Despite the benefits of that ceramic insulation, the material is unfortunately brittle and can break off easily. That will typically happen due to a hard impact, typically from the pots or pans that accidentally come into contact with the ceramic.
When the insulation is broken, the electrode can’t produce the spark necessary to ignite the gas being sent to the burner. As a result, you’re left without any fire to cook with.
The solution: Broken insulation will render a spark electrode useless, as you’ve already seen. You can’t replace or restore that ceramic insulation, so the only solution here is to replace the affected spark electrode.

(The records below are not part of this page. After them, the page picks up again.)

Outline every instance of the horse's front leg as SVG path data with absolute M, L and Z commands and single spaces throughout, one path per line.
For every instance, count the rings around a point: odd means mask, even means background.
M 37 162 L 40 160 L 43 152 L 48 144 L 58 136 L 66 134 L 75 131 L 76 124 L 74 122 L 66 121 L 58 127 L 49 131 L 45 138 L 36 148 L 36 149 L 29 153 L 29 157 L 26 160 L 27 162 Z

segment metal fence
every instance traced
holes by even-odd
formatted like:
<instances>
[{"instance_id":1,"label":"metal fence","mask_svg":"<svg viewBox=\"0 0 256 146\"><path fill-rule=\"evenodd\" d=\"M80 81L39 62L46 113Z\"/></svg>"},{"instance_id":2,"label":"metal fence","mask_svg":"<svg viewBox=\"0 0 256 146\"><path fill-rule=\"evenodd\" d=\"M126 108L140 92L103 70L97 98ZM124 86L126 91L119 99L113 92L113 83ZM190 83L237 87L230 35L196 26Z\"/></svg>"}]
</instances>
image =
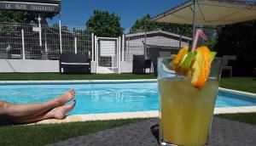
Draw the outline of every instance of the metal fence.
<instances>
[{"instance_id":1,"label":"metal fence","mask_svg":"<svg viewBox=\"0 0 256 146\"><path fill-rule=\"evenodd\" d=\"M151 58L153 53L159 55L160 52L176 53L191 42L189 37L160 30L129 30L121 36L119 54L126 62L132 62L133 55ZM92 31L84 27L60 29L59 25L0 23L0 59L59 59L60 53L80 53L91 58L91 51L96 52L96 46L93 38ZM102 57L98 61L110 66L115 59Z\"/></svg>"},{"instance_id":2,"label":"metal fence","mask_svg":"<svg viewBox=\"0 0 256 146\"><path fill-rule=\"evenodd\" d=\"M58 25L0 23L0 59L59 59L62 53L90 57L91 31Z\"/></svg>"}]
</instances>

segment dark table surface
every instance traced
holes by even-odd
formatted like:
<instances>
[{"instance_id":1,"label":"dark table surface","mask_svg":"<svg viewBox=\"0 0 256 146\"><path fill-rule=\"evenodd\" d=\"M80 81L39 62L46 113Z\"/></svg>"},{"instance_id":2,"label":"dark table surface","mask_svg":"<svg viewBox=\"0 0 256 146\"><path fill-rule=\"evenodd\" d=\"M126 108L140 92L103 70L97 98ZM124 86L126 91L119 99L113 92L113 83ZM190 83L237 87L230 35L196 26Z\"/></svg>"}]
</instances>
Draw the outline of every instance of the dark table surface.
<instances>
[{"instance_id":1,"label":"dark table surface","mask_svg":"<svg viewBox=\"0 0 256 146\"><path fill-rule=\"evenodd\" d=\"M157 119L145 120L48 145L157 146L157 140L150 131L150 126L157 123ZM207 145L256 146L256 126L214 117Z\"/></svg>"}]
</instances>

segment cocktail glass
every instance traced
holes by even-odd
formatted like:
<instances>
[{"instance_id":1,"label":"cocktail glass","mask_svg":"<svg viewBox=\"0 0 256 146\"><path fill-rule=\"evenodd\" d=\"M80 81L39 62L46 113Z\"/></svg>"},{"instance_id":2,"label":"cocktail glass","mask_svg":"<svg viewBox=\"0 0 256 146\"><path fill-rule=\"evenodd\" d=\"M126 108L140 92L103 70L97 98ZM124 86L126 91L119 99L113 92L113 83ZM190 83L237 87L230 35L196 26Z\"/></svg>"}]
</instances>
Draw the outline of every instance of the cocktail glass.
<instances>
[{"instance_id":1,"label":"cocktail glass","mask_svg":"<svg viewBox=\"0 0 256 146\"><path fill-rule=\"evenodd\" d=\"M212 63L205 86L171 69L171 58L158 59L160 143L161 145L205 145L210 133L220 79L221 59Z\"/></svg>"}]
</instances>

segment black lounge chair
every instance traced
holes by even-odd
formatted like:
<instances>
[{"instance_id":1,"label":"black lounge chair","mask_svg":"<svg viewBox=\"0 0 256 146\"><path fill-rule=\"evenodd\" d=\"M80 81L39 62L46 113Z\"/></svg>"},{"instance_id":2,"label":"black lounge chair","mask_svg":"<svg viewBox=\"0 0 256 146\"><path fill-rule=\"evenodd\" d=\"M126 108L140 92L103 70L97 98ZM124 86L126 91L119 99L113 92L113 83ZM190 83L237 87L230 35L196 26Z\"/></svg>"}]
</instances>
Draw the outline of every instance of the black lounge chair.
<instances>
[{"instance_id":1,"label":"black lounge chair","mask_svg":"<svg viewBox=\"0 0 256 146\"><path fill-rule=\"evenodd\" d=\"M222 70L230 70L230 76L232 77L233 66L230 65L229 60L236 60L236 55L224 55L222 58Z\"/></svg>"},{"instance_id":2,"label":"black lounge chair","mask_svg":"<svg viewBox=\"0 0 256 146\"><path fill-rule=\"evenodd\" d=\"M90 59L85 54L61 54L59 63L60 73L90 73Z\"/></svg>"},{"instance_id":3,"label":"black lounge chair","mask_svg":"<svg viewBox=\"0 0 256 146\"><path fill-rule=\"evenodd\" d=\"M133 55L132 73L145 74L148 68L151 73L151 59L145 59L144 55Z\"/></svg>"}]
</instances>

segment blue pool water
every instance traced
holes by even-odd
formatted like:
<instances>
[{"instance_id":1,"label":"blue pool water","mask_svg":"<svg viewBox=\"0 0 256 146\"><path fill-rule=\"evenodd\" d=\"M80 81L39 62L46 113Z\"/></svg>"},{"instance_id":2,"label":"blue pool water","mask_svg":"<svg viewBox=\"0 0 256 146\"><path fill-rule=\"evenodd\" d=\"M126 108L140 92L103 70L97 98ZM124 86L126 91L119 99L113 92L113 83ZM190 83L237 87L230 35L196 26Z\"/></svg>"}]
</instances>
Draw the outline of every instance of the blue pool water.
<instances>
[{"instance_id":1,"label":"blue pool water","mask_svg":"<svg viewBox=\"0 0 256 146\"><path fill-rule=\"evenodd\" d=\"M158 110L157 82L0 84L0 100L40 103L75 88L69 115ZM219 92L215 107L256 106L256 98Z\"/></svg>"}]
</instances>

The silver lining here is that you only need to replace the affected spark electrodes and not all of them simultaneously.
Failed Spark Module
In the previous section, you read that the electrode delivers the spark that ignites the gas burner on your stove. You also read that there are multiple electrodes on a stove, one for each burner that it has.
Behind the scenes, there’s another component called the spark module. When you turn the knob to use one of the burners, the spark module is the part that delivers electricity to the electrode for that burner.
So, another possible reason your igniter isn’t clicking is that the spark module has failed and not necessarily the spark electrode.
You’ll know that the spark module is to blame if you find that none of your electrodes is clicking.
Let’s be clear: if one electrode doesn’t click, but the others do, that means the electrode is to blame. But if none of them clicks, you’ll want to check the spark module instead.
The solution: Spark modules can fail without any apparent reason. Instead, old age and regular wear could be one reason why they fail. Alternatively, the module might have suffered an electrical fault, like a short circuit that damages its internal components.
Whatever the reason, a failed spark module will prevent any of your spark electrodes from clicking so you can get a flame to cook with.
Faulty Spark Module Switch
Suppose the spark electrode is in excellent condition, and so is the spark module. In that case, the lack of clicking at the burner is likely due to a faulty spark module switch instead.
The switch is what your stove knobs are connected to. Normally, turning the knob will trigger the spark module to send power to the electrodes, generating the sparks and clicking that you need to start cooking.
A failure in the switch will prevent that process from happening. The wiring that connects to it could also be to blame.
Typically, components like switches and wires fail due to electrical faults like voltage surges and short circuits. When that happens, it causes problems like overheating and burning wires that prevent the module switch from functioning correctly.
The solution: You’ll want to inspect the spark module switch and its wiring closely to determine whether or not it’s the root cause of the problem. Before doing that, be sure to disconnect the stove from its power source so you can work on it safely.
When inspecting the switch and its wiring, look for burn marks, burn smells, or other damage signs.
Once you’re sure the switch is to blame, you’ll want to replace it with a new one. First, check all the switches in your stove so you can simultaneously replace any other problematic ones.
That way, you won’t have to repeat this process in the future when you discover the other burners not clicking in the future.
Overall, remember that a gas stove still needs electricity to be useful. Electricity is necessary to produce sparks that ignite the gas so you can cook. Those sparks come from the spark electrode.
The electrode’s ceramic insulation could break off and prevent it from producing sparks. Besides that, a failed spark module or spark module switch could also cause the same issue. Of course, you must ensure the stove has electrical power, or else none of the above components will work as they should.